Да и она тоже! «Я никому не верила, кроме Жени, и была совершенно права... Если я снова когда-нибудь смогу думать о встречах, то это будут только встречи с Женькой. Только его я смогу простить и не чувствовать к нему ненависти. Остальные для меня совершенно безразличны, как и прежде...» — зачем она писала все это ему?!..
Он мало пишет ей о себе? Да, мало, это правда. Но что же писать ему ей о себе, что, что писать? Жаловаться, что Москва до конца сокрушает его былые наивные школьные представления о жизни — и ему порою бывает просто мучительно тяжело, да и не только, конечно, ему одному? И что завидная эта студенческая жизнь — не такая уж она у них и беспечная, да и учиться тоже довольно трудно, тем более, что пришли они сюда — многие — с довольно-таки жиденьким багажом?..
Так что же писать ему о себе, если серьезно? Что писать, когда, чтоб понять это все, ей тоже надо бы находиться тут, рядом, жить с ним одной жизнью и знать каждый день — что у него отчего и к чему. Как и ему бы о ней. Но ведь у них никогда так и не получалось такого внимания друг к другу, такого посвящения друг друга в свои дела. Встречались, гуляли, мучились, и каждый — будто сам по себе... Вот оно и не просится в письма все самое важное и существенное, о чем он — при их других отношениях — так хотел бы поделиться с нею, поговорить. Но вот — не пишет, не просится в письма самое главное — чем живет он в Москве без нее, потому он и не любит свои к ней письма, что какие-то они натужные, натянутые, не такие естественные, как хотел бы он сам.
Ведь мысленно, про себя — о чем только не хотелось бы рассказать ему ей, и как хотелось бы ему показать ей и свои уже полюбившиеся места в Москве, и побродить вместе, вдвоем в Сокольниках. Но эти устные, про себя, разговоры, эти устные, про себя, монологи — они так и остаются при нем, про себя; а в письмах они все не могут выяснить до конца своих отношений, все не могут они друг друга понять, или разгадать, или обязать. То ли слишком порядочные они с ней оба, то ли просто два дурака...
* * * *
...Представь себе, — мог бы писать он ей сейчас (то есть двадцать лет назад), — эту вот нашу большую 66-ю аудиторию (на втором этаже аудиторного корпуса, на Моховой), заставленную самыми обыкновенными простыми канцелярскими столами с черным дерматиновым верхом и такими же дешевыми стульями, и их, человек триста или четыреста — профессоров, преподавателей и небольшой части студентов, что едут летом в диалектологическую и фольклорную экспедиции и приглашены сюда (в обязательном порядке) на открытое партийное собрание факультета, так как в повестке дня есть вопрос о предстоящей практике; и пока тут идет обсуждение других прочих вопросов, он мог бы, будь ты с ним рядом, уже многое рассказать об этих людях тебе. Ну, хотя бы о их любимых профессорах и преподавателях, о ком он в своих письмах так ни разу тебе и не написал.

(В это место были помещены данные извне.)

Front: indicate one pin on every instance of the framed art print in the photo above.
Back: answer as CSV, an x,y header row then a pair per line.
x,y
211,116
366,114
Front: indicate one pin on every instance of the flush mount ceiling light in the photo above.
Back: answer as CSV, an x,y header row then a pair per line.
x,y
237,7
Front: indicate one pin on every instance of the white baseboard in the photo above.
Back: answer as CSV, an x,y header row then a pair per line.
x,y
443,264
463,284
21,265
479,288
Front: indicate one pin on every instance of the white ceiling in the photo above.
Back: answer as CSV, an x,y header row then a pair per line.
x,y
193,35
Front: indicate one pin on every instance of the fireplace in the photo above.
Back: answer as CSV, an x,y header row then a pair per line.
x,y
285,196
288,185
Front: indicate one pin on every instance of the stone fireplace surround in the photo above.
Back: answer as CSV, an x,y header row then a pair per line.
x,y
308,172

И устроившись надолго слушать, что будет говориться тут на собрании, он сам по себе оказался в ее Крыму и в ее городе, где, конечно же, жарче сейчас, чем в Москве, хотя и в Москве тоже жарко и душно; ...и вот где-то там, на их улицах, они будто бы идут с нею рядом, и он как бы сбоку украдкой разглядывает ее; в легком без рукавов летнем платье и с опущенными, длинными косами, она тоже изредка поглядывает на него и немного улыбается, но и все равно остается как бы затаившаяся в своих сокровенных желаниях и помыслах и потому так до конца и не постигнутая и неразгаданная им. Какое-то время они остаются там, в ее городе и в ее Крыму, а потом переносятся с нею сюда, в Москву, где она вообще ни разу еще не была, и он ведет ее, понимая, естественно, ее нетерпение, на Красную площадь и в Кремль, а потом уже показывает и остальную Москву, какую успел узнать сам, показывает ей их общежитие на Стромынке (они первые и вторые курсы, пока еще живут тут, на Стромынке, в Сокольниках, а не на Ленгорах), ведет ее в укромное кафе «Березка» в парке, в Сокольниках, и они пьют там шампанское... ну, а затем он опять возвращается с нею сюда, в этот зал, в эту аудиторию, и он подробно и в удовольствие готов много-много рассказывать ей.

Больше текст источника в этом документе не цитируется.